A millennial got dumped and hundreds cheered her up by sharing how they found love after 30

It's never too late to find love.

kelsey huse, marriage after 30, real stories
via Twitter

Couples who met after 30.

A lot of emotions rise to the surface after being dumped. It can leave a person feeling sad, lonely, confused, rejected and left with a sense that you’ll never find anyone again. People tend to think, “If that person couldn’t stick it out with me, then who will?”

However, most of the time, it’s irrational worry. There are more than a few billion people on the planet to choose from, you just gotta put yourself out there. But that’s a hard thing to hear when your feelings are still raw.

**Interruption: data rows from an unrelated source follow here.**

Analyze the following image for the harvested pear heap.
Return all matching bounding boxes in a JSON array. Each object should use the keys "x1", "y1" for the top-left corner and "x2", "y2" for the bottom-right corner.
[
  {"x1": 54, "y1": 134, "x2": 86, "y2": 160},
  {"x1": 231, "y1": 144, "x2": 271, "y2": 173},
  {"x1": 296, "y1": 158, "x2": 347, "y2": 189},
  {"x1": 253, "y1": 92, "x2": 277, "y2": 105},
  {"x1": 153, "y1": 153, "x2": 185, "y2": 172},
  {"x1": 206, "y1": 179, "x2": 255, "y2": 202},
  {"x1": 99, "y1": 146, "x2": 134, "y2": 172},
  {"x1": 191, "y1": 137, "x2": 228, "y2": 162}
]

A recent study reported by The New York Times found that today, the old “plenty of fish in the sea” cliche is growing truer by the day. We are nearing a point where there will be more unmarried adults in the U.S. than those who have tied the knot.

In 2019, the share of American adults who were neither married nor living with a significant other had risen to 38%. So good news for you single folks, the dating pool just keeps getting deeper.


Two years ago, Kelsey Huse, a software engineer from Austin, Texas, broke up with her boyfriend and at the age of 30, felt like she was never going to meet anyone again. “My bf broke up with me this week and I just wanna hear happy stories of ppl who found their partner in their 30s thanks,” she tweeted.

Huse received an avalanche of responses from people who shared pictures and stories about how they met their special people in their 30s and later, giving her plenty of hope for the future. Her tweet went mega-viral earning nearly 7,000 retweets and 150,000 likes.

Here are some of the best responses.


Huse couldn't believe the incredible responses she received and they really did lift her spirits.

Huse may not have known it at the time, but breaking up at 30 may have been a blessing in disguise. Studies show that people who get married later in life have better mental health than those who get hitched at a younger age.

According to family ecology researcher Matt Johnson, those who married at the same age as or later than their peers reported higher levels of happiness and self-esteem—and less depression—than those who married early.

"People who marry early tend not to get as much education, have kids earlier than is optimal, and as a result get locked into careers they hadn't aspired to. In mid-life they're a little more depressed—or have a lower sense of self-worth—not because they violated some societal norm, but because they started down the path to family life early,” Johnson said.

Huse's story shows that there is no time frame for love and that it’s possible to find the perfect person well after the age of 30. It also shows that even though Twitter gets a deserved bad rap for being a pretty hostile environment, every once in a while people come together to do something beautiful.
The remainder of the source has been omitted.